Finally, we reach the center of the city and the entrance to the Kanjo loop. This is where another problem presents itself. Expressways in Japan have toll booths, and it isn’t like these outlaws are going to roll up and pay their fee to the attendant. Nor are their stripped out, non-legal race cars equipped automated ETC systems that keep track and calculate the fees of their highway usage. Instead, one accompanying member in a normal car will go through and keep the toll gate open as the pack makes its way through.
Once onto the highway now, the waiting game begins. Rather than enter the loop in one giant pack, the cars usually split up into smaller groups. We get detached from the racers for a moment as we cruise down the largely deserted stretch of expressway. But we know they aren’t far off. Then you see them – a group of blue and white headlights approaching quickly in the rear view mirror. They are darting from side to side with their exhaust noise bouncing off the surrounding buildings.
The few vehicles on the highway at this hour become rolling chicanes for the Kanjo racers and even on the straight, open sections of the highway the cars swerve back and forth – either putting heat into their tires like NASCAR drivers under a yellow flag or maybe just playing around.
It’s in the tight corners of the loop where the true calling of the Kanjo racer comes through. For these guys it’s not about straight line speed. It’s about taking the corners flat out, testing the limits of the car and both the skill and courage of the driver. A crash at these speeds in the concrete lined corners can easily result in severe injury or even worse.
It was also in these narrow, curved sections of pavement where the legend of the Kanjo Civic was built. Racing was happening on the loop as early as the ‘70s, but at that time you’d find the racers driving more traditional sports cars like Skylines, Fairlady Zs and Toyota Celicas. They weren’t particular different from other teams of outlaw racers across Japan. But then in the mid 1980s the third generation Civic debuted and the local street racers quickly found that the Honda’s small size, agile handling and high winding DOHC engines were well suited to the tight corners of the loop and back alleys around town.

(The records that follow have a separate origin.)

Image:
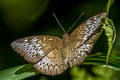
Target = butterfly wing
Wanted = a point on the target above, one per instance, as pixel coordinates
(43, 51)
(83, 38)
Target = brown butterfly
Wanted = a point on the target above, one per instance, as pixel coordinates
(51, 55)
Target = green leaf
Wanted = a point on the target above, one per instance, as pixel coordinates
(110, 2)
(100, 59)
(110, 32)
(17, 73)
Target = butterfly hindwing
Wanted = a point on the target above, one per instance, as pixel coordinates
(83, 38)
(43, 51)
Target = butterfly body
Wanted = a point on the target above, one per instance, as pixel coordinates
(51, 55)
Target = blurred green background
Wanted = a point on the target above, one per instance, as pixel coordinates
(21, 18)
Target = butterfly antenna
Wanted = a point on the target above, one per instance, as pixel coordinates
(59, 23)
(75, 22)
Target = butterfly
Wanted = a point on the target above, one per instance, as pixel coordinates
(52, 55)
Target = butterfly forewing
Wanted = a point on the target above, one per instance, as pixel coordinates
(83, 38)
(43, 51)
(52, 55)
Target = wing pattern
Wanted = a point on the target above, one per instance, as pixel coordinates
(52, 55)
(82, 39)
(43, 51)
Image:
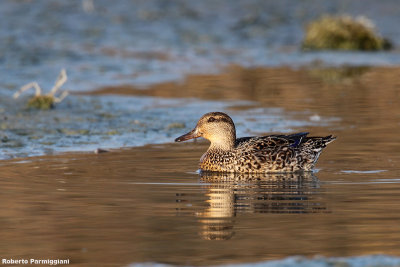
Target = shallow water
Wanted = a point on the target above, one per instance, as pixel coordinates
(148, 204)
(144, 201)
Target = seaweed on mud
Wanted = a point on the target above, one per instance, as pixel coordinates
(48, 100)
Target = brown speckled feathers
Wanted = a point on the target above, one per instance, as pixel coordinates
(273, 153)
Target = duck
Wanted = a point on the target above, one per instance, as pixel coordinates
(256, 154)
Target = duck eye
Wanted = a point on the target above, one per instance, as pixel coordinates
(211, 119)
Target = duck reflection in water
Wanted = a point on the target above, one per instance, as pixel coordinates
(231, 193)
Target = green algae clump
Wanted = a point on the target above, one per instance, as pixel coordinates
(41, 102)
(343, 33)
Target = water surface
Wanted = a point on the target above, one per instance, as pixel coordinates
(148, 204)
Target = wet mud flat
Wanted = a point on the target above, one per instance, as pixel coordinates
(148, 203)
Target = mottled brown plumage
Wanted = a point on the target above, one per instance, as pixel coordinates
(266, 154)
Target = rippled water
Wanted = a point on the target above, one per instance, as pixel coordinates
(148, 204)
(144, 201)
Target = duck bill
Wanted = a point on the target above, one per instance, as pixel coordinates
(190, 135)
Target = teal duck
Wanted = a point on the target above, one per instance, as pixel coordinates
(265, 154)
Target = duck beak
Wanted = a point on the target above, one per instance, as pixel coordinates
(190, 135)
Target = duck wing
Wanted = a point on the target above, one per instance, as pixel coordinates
(271, 141)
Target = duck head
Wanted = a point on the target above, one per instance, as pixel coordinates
(217, 127)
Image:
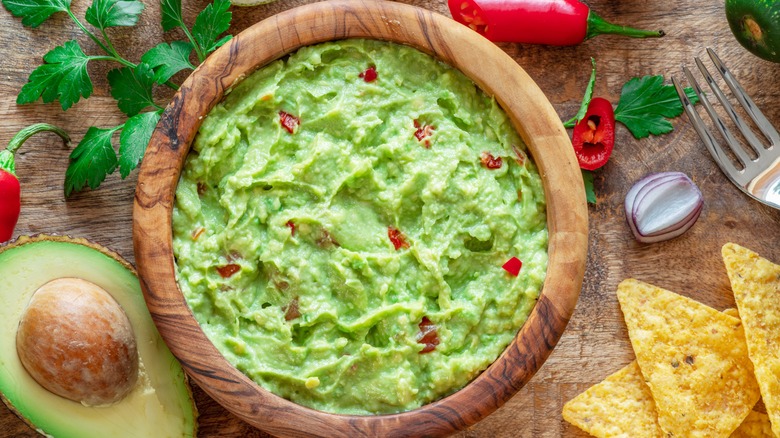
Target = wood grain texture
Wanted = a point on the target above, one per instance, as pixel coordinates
(595, 343)
(498, 75)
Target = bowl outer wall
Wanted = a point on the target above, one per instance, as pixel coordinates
(492, 70)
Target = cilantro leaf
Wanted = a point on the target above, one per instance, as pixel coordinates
(646, 104)
(110, 13)
(168, 59)
(590, 191)
(132, 88)
(133, 140)
(213, 20)
(63, 76)
(91, 161)
(585, 99)
(171, 14)
(35, 12)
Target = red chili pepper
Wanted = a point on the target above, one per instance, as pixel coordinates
(594, 135)
(423, 132)
(228, 270)
(427, 336)
(491, 162)
(551, 22)
(369, 75)
(289, 121)
(513, 266)
(398, 239)
(10, 190)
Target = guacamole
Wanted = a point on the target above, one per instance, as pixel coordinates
(349, 226)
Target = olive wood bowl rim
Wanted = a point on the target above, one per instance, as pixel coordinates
(498, 75)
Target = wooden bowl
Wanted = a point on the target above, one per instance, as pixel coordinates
(488, 66)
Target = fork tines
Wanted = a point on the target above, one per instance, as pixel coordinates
(764, 154)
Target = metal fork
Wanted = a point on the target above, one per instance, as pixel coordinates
(758, 177)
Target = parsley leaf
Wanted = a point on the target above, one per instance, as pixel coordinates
(168, 59)
(35, 12)
(590, 191)
(91, 161)
(213, 20)
(110, 13)
(63, 76)
(133, 140)
(171, 14)
(132, 88)
(646, 104)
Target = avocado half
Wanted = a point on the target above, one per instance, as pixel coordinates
(756, 25)
(159, 405)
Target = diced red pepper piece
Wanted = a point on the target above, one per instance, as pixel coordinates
(423, 132)
(594, 135)
(291, 311)
(491, 162)
(197, 232)
(369, 75)
(428, 335)
(228, 270)
(513, 266)
(398, 239)
(289, 121)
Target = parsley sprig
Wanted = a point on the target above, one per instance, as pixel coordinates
(63, 76)
(646, 104)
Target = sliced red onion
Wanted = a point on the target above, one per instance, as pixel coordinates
(662, 206)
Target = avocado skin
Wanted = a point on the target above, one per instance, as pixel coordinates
(747, 16)
(160, 406)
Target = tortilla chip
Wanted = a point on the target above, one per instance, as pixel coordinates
(756, 285)
(693, 358)
(756, 425)
(619, 406)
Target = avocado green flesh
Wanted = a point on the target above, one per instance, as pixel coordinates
(305, 217)
(160, 405)
(756, 25)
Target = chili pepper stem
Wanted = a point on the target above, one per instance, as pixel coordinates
(599, 26)
(7, 155)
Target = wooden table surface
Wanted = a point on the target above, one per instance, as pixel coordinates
(595, 343)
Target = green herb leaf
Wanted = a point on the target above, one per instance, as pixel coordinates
(63, 76)
(132, 88)
(212, 21)
(585, 99)
(646, 104)
(91, 161)
(168, 59)
(171, 14)
(590, 191)
(35, 12)
(134, 139)
(111, 13)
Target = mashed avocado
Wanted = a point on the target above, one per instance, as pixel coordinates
(341, 224)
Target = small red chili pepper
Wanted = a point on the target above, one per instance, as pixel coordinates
(423, 132)
(513, 266)
(594, 135)
(228, 270)
(427, 336)
(551, 22)
(398, 239)
(289, 121)
(491, 162)
(10, 190)
(292, 311)
(369, 75)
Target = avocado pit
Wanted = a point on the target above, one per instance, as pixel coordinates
(75, 340)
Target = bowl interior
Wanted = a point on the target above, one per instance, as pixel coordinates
(493, 71)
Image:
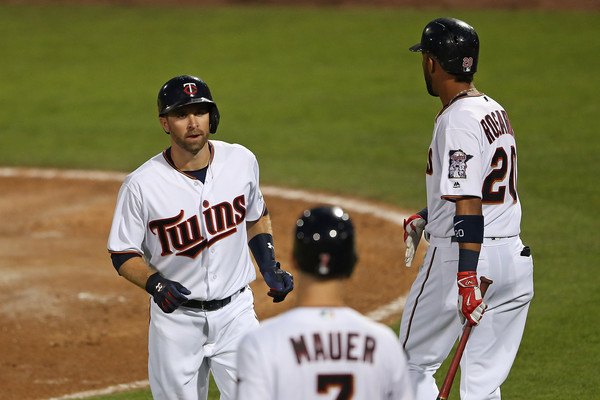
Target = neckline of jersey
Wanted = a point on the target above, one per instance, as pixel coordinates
(454, 100)
(167, 157)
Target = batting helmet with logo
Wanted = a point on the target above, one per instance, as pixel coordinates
(454, 44)
(324, 242)
(183, 90)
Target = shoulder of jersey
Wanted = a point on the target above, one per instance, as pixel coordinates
(230, 149)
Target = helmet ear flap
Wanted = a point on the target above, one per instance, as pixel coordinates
(214, 119)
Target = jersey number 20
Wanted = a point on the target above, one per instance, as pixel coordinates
(502, 165)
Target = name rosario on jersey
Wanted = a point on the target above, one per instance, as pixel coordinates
(496, 124)
(336, 346)
(183, 236)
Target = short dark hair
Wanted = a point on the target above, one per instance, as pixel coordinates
(467, 78)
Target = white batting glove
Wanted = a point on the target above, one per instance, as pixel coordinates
(470, 302)
(413, 229)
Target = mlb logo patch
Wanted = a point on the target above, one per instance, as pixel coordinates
(467, 64)
(458, 164)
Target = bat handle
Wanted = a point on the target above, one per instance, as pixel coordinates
(447, 385)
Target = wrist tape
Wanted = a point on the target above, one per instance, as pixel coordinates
(467, 260)
(263, 250)
(468, 228)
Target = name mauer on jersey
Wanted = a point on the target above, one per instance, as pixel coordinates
(184, 237)
(335, 346)
(496, 124)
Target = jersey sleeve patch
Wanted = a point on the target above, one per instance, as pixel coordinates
(458, 164)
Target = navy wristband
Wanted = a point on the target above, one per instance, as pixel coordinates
(263, 250)
(423, 213)
(467, 260)
(468, 228)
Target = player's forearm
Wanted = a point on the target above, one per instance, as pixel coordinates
(470, 206)
(263, 225)
(136, 271)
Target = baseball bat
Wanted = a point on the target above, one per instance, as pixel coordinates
(447, 385)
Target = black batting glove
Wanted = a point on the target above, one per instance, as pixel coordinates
(169, 295)
(281, 282)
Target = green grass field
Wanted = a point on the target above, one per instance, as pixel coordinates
(331, 99)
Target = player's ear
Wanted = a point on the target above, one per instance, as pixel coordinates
(431, 64)
(164, 124)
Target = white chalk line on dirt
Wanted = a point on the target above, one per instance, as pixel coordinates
(351, 205)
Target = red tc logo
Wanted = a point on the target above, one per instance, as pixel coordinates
(190, 88)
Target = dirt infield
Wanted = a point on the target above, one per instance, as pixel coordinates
(71, 324)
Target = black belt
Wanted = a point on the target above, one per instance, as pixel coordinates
(211, 305)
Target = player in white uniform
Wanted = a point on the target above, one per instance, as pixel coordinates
(322, 349)
(472, 222)
(181, 230)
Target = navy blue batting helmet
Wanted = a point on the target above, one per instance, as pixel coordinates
(453, 42)
(324, 242)
(187, 89)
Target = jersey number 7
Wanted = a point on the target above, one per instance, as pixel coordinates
(344, 382)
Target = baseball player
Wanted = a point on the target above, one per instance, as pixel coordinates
(472, 223)
(322, 349)
(182, 227)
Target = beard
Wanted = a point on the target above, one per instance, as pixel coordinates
(192, 147)
(429, 85)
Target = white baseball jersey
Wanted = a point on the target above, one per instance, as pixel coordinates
(473, 153)
(322, 353)
(192, 232)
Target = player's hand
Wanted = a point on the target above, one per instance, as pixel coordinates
(470, 303)
(413, 229)
(280, 282)
(169, 295)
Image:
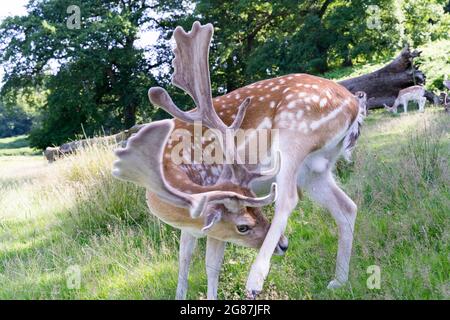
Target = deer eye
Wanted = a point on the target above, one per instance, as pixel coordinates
(243, 228)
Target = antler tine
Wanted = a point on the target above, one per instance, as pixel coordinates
(191, 74)
(252, 175)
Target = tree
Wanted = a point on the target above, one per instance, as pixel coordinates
(96, 77)
(13, 121)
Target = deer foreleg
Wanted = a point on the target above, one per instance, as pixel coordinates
(187, 246)
(215, 250)
(286, 202)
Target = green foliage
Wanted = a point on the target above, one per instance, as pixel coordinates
(425, 21)
(13, 121)
(74, 213)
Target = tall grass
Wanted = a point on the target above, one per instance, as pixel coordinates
(73, 213)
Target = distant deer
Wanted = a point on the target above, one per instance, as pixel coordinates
(317, 121)
(413, 93)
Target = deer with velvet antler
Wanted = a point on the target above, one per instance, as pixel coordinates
(316, 121)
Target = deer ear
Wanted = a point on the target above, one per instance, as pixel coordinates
(211, 218)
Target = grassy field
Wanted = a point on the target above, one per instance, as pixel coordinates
(72, 215)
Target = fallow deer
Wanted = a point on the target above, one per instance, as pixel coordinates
(316, 121)
(413, 93)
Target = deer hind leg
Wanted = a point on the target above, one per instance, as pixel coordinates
(284, 205)
(405, 105)
(215, 250)
(187, 246)
(323, 189)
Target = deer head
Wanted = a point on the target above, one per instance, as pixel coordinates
(229, 201)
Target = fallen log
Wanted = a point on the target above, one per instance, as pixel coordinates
(54, 153)
(382, 86)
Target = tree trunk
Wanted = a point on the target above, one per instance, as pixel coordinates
(382, 86)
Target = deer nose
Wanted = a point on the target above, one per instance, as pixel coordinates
(282, 246)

A revolution had begun, and within a few years the Civic had become universally known as the Kanjo car of choice. You’ll find enthusiasts all over Japan driving Civics at sanctioned track events and on twisty mountain roads, but it’s really only in Osaka where the carries an outlaw image. Naturally, the sight of a modified Civic driving through the city will raise some suspicion among Osaka’s police officers.
And speaking of the police, they too have come up with some unique strategies on their never-ending quest to stop the racers. Because there are relatively few entrances and exits to the loop, the police actually have an elevator that can lift patrol cars up to the highway in attempt to corner the racers. I’m told that at some points the racers even stationed vehicles outside the elevator in order to block any police cars that might enter the highway.